ATTUALITÀ – La desertificazione commerciale non significa soltanto meno saracinesche alzate e meno negozi nei centri abitati. Significa anche meno ricchezza che rimane sul territorio. È questo il quadro tracciato da Confesercenti, che ha analizzato l’andamento del commercio al dettaglio e lo spostamento dei consumi verso le grandi piattaforme internazionali di e-commerce tra il 2019 e il 2025.
In sei anni sono scomparse oltre 111mila imprese del commercio al dettaglio, mentre circa 16,7 miliardi di euro di spesa delle famiglie sono stati, secondo le stime dell’associazione, sottratti ai circuiti dell’economia locale.
Il fenomeno ha avuto un impatto particolarmente forte nel Centro Italia, dove la ricchezza uscita dal circuito territoriale è stata stimata in oltre 5,3 miliardi di euro. Seguono il Sud, con circa 4 miliardi, il Nord-Ovest con quasi 3,2 miliardi, il Nord-Est con circa 2,6 miliardi e le Isole con oltre 1,6 miliardi.
È però il Lazio a registrare il dato regionale più pesante: circa 3,2 miliardi di euro di spesa delle famiglie non sarebbero più rimasti all’interno dell’economia locale. Seguono la Lombardia, con oltre 1,7 miliardi, e la Campania, con circa 1,6 miliardi. Sopra il miliardo anche Veneto e Toscana, entrambi intorno a 1,2 miliardi, e Sicilia, con poco più di un miliardo. In Piemonte l’impatto si è avvicinato al miliardo.
Secondo Confesercenti, la differenza è significativa anche considerando la destinazione della spesa. Per ogni 100 euro acquistati in un negozio fisico, circa 70 rimangono nel circuito economico locale attraverso lavoro, redditi, affitti, servizi, manutenzioni e fiscalità. Quando la stessa cifra viene spesa sui grandi marketplace internazionali, invece, una quota consistente del valore lascia il territorio.

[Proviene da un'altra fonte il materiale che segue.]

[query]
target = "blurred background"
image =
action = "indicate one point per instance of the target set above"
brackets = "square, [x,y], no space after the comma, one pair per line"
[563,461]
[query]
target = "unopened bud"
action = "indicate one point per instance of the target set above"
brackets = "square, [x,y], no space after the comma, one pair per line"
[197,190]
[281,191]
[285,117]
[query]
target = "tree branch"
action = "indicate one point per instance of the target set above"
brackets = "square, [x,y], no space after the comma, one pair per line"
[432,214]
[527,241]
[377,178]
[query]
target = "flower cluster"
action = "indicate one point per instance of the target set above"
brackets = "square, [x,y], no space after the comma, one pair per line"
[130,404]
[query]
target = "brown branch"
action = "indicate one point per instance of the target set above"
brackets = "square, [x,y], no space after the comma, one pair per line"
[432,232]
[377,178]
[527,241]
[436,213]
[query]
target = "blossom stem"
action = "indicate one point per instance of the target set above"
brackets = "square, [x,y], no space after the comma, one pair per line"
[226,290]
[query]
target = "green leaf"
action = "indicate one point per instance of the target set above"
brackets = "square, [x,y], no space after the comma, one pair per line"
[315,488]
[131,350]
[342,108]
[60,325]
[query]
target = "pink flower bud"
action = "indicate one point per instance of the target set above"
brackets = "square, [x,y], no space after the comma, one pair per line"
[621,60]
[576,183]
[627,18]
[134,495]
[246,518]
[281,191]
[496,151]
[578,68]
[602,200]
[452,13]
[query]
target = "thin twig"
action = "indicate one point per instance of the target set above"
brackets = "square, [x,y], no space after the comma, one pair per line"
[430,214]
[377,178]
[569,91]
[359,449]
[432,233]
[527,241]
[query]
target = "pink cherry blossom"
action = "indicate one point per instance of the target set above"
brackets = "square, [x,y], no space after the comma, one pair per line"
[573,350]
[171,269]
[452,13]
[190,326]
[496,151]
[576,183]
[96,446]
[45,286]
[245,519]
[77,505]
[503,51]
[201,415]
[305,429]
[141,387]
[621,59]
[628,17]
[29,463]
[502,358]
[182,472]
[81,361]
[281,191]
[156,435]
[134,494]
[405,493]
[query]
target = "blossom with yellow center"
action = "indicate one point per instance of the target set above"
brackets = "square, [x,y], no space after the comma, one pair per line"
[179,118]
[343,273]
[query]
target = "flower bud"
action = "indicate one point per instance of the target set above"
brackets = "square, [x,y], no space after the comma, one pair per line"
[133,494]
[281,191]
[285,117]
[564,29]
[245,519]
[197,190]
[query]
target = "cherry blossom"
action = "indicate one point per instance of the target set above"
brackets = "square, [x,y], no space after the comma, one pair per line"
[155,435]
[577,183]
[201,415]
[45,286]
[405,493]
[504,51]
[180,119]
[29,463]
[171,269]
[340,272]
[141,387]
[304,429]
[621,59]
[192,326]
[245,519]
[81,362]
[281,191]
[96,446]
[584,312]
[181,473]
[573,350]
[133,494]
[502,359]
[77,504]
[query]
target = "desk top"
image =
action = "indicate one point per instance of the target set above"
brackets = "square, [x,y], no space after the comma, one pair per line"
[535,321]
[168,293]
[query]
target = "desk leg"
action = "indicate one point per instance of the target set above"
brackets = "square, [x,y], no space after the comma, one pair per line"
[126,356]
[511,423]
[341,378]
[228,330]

Un fenomeno che non si traduce soltanto in numeri. La riduzione dei negozi di prossimità significa anche una minore disponibilità di servizi, meno presidio degli spazi urbani e, secondo l’associazione, ricadute sulla sicurezza, sulla coesione sociale e sulla qualità della vita.
Il commercio di vicinato viene così descritto come una vera e propria infrastruttura del territorio, capace di mantenere attivi immobili, creare occupazione e garantire servizi e presenza nelle strade e nei quartieri.
Confesercenti ha sottolineato anche come l’e-commerce, di per sé, rappresenti un’opportunità per le imprese, soprattutto quando viene utilizzato dai piccoli esercizi per raggiungere nuovi clienti e mercati. Diverso, invece, l’impatto dello spostamento dei consumi verso le grandi piattaforme internazionali.
Proprio per contrastare la progressiva desertificazione commerciale, Confesercenti ha promosso la proposta di legge di iniziativa popolare “Misure per la rigenerazione urbana del commercio e dei servizi di prossimità”, sostenuta anche da centinaia di amministratori locali.
Il 9 e 10 settembre l’associazione ha portato avanti in tutta Italia l’iniziativa “Confesercenti presenta i conti: la contabilità territoriale del processo di desertificazione”, con appuntamenti dedicati anche alla raccolta delle sottoscrizioni.
L’obiettivo era raggiungere le 50mila firme necessarie per sostenere la proposta di legge. L’iniziativa aveva già raccolto quasi 40mila adesioni, dando così un peso concreto alla richiesta di interventi per mantenere vivi i negozi e i servizi di prossimità nei territori.